Like it has in 11 other games this season, his play led the way to victory for Baltimore. But this wasn’t just any old win. With it, the Ravens clinched the division title and moved a step closer to locking up the No. 1 seed in the AFC for the playoffs.
But this game was about more than just winning the division and playoff seeding. It was another chance for Lamar Jackson to show his doubters that they were wrong about him.
Well—they were right about his potential impact as a runner, but not about his potential as a passer.
Lamar Jackson was expected to set the record for most rushing yards in a single season by a quarterback and did so early in the first quarter on this run:
Former record holder Michael Vick was among those congratulating Jackson via social media during the game:
But what many fans were probably not aware of was just how well he has been throwing the ball this year. He entered the game with 28 passing touchdowns and needed only two to become the second Ravens quarterback to throw 30 touchdown passes in a single season.
Vinny Testaverde holds the high mark with 33—but now shares it with Jackson after he threw five more Thursday night.
But it will likely become his in the first quarter next week.
Lamar Jackson is an exciting, dynamic player that has the world at his feet right now. He’s riding the high from all of his success, as is the team and the fans. But they all may want to be sure and appreciate it to the fullest—because it isn’t going to last.

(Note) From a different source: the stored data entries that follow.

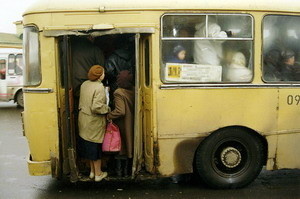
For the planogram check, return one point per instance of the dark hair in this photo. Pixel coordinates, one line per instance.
(178, 49)
(125, 79)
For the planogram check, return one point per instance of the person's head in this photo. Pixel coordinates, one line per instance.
(179, 52)
(125, 80)
(288, 57)
(273, 57)
(96, 72)
(238, 59)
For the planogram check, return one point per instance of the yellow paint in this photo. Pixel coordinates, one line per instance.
(175, 121)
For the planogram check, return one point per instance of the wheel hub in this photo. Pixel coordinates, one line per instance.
(231, 157)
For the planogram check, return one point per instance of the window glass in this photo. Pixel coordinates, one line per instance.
(181, 25)
(32, 69)
(216, 48)
(2, 68)
(19, 64)
(11, 64)
(281, 48)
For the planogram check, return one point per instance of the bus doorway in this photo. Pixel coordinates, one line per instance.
(108, 44)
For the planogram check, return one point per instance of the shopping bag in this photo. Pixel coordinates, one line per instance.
(112, 138)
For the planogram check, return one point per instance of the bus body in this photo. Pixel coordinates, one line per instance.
(11, 71)
(188, 116)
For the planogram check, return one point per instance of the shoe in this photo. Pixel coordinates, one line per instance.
(102, 176)
(92, 175)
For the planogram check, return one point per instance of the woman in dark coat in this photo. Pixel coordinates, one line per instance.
(123, 116)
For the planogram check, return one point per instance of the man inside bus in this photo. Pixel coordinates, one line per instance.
(84, 55)
(205, 51)
(289, 70)
(122, 59)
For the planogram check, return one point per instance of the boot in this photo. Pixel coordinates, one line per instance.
(118, 168)
(127, 167)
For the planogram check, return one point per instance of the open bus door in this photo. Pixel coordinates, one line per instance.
(68, 139)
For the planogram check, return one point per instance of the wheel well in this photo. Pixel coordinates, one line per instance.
(250, 131)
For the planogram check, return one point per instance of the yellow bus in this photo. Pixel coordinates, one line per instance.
(216, 84)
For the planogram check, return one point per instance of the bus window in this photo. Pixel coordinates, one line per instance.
(19, 64)
(11, 64)
(207, 48)
(32, 69)
(281, 48)
(2, 68)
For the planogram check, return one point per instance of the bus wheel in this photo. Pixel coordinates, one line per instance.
(229, 158)
(19, 99)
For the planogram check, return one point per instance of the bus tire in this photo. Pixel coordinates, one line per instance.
(229, 158)
(19, 99)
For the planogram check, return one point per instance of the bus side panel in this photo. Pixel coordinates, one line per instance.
(186, 116)
(40, 115)
(288, 150)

Yes, he can pass, but Jackson is, first and foremost, a running quarterback. Just like every running quarterback before him, he is going to take one too many hits (like he did at the end of his record-setting run) and go down with an injury.
His athleticism will keep him safe—to a degree—but defensive players are becoming faster and faster with each season. As coaches watch more film on him, someone is bound to develop a defense that will be able to contain him.
Being the competitor that he is, he is going to try to outsmart—and failing that, outrun—that defense. In the process, he is going to take a lot of hits. The more hits a player takes, the more likely he is to have a severe injury.
Since every defender wants to lay his best hit on the opposing quarterback, the danger is even greater for Jackson.
It happened to Michael Vick (broken leg). It happened to Robert Griffin III (knee) back during his Redskins days. Colin Kaepernick’s descent began with a shoulder injury—and then there is the injury-riddled career of Cam Newton.
So, don’t take him for granted, Ravens fans. Don’t bank on having him for the next 15 years. Act like every year is the last (because it might be). Appreciate him and enjoy him—while you still can.